O MDM sublinha que "a pobreza, a falta de habitação, não podem ser motivos para retirar crianças das suas famílias" e frisa "o papel de proteção e de apoio às famílias em caso de vulnerabilidade socioeconómica que cabe ao Estado".

"O que se impõe é o apoio com medidas que dê resposta concreta e justa aos problemas e não a criação de mais problemas", conclui o comunicado.

O jornal Expresso noticiava hoje que há mais crianças a ficar retidas nas maternidades por falta de condições de habitação das famílias.

Recentemente, o caso de Ana Paula dos Santos trouxe o tema para a ordem do dia, quando se soube que a mulher, mãe de três filhos e à beira do nascimento de uma quarta criança, estava em risco de perder os filhos e de não poder sair com o recém-nascido da maternidade por falta de casa.

O caso de Ana Paula dos Santos foi identificado numa petição pública, assinada por mais de mil pessoas e 59 coletivos, denunciando o receio de retirada dos filhos a pessoas sem casa ou em risco de despejo.

Ana Paula dos Santos está a viver numa pensão, no centro de Lisboa e onde não lhe é permitido cozinhar, desde 24 de setembro de 2024, dia em que a sua casa autoconstruída no bairro do Talude Militar foi demolida pelos serviços municipais de Loures.

Quando falou à Lusa, ainda grávida, Ana Paula dos Santos relatou que as assistentes sociais a estavam a pressionar, ameaçando-a de que, quando tivesse o bebé, se não tivesse uma morada, ele não sairia da maternidade. Contou, inclusivamente, que lhe deram "oito dias, no máximo, para conseguir casa", algo que o Instituto de Segurança Social negou.
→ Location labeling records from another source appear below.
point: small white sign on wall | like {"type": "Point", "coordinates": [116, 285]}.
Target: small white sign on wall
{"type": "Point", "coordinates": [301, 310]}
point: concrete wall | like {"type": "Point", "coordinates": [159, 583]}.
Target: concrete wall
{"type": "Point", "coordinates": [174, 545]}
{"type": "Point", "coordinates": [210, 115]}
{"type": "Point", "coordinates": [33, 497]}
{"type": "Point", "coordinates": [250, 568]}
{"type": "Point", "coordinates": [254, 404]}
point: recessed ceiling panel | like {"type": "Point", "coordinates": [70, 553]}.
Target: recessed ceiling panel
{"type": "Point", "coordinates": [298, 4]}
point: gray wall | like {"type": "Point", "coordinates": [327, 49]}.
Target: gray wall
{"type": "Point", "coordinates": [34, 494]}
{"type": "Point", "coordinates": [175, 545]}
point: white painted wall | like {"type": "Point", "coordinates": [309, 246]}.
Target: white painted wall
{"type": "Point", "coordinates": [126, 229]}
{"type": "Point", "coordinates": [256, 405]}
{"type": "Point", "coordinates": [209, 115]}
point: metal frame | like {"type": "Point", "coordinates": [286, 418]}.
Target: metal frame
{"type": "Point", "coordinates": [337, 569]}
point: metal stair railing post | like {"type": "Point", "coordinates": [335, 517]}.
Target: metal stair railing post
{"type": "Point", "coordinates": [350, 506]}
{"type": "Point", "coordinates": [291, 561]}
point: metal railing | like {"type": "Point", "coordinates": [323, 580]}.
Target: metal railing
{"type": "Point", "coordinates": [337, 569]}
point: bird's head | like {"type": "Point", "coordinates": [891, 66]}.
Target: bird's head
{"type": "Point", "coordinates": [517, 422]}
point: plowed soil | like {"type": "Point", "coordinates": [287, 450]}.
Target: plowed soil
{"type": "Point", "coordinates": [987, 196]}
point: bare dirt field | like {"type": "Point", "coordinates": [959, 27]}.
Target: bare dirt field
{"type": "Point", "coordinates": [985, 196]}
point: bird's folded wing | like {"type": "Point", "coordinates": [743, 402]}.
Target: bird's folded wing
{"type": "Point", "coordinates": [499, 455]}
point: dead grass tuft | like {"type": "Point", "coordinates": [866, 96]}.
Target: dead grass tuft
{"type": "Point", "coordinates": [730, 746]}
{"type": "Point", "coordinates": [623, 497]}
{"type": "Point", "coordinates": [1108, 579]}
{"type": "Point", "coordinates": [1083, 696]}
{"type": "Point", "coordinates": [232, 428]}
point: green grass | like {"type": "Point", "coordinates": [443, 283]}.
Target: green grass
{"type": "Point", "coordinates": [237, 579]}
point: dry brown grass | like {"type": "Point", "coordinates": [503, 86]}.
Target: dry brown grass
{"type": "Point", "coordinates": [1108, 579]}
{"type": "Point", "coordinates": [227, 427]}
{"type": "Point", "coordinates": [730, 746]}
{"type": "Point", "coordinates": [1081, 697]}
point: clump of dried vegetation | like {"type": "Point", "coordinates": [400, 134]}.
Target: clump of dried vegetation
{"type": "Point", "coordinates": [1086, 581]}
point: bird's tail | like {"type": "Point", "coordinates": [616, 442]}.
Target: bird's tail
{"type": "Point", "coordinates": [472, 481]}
Entretanto, Ana Paula teve o bebé e, em resposta enviada à Lusa, a autarquia de Loures garantiu que ela vai poder continuar alojada com os filhos na pensão atribuída pela Segurança Social, em Lisboa.

Ana Paula, imigrante, há oito anos em Portugal e auxiliar efetiva num lar de idosos, não recebeu mais nenhuma indicação da Segurança Social, nomeadamente quanto a prazos.

O seu caso motivou uma vigília de solidariedade à porta da maternidade Alfredo da Costa, em Lisboa, onde nasceu o bebé.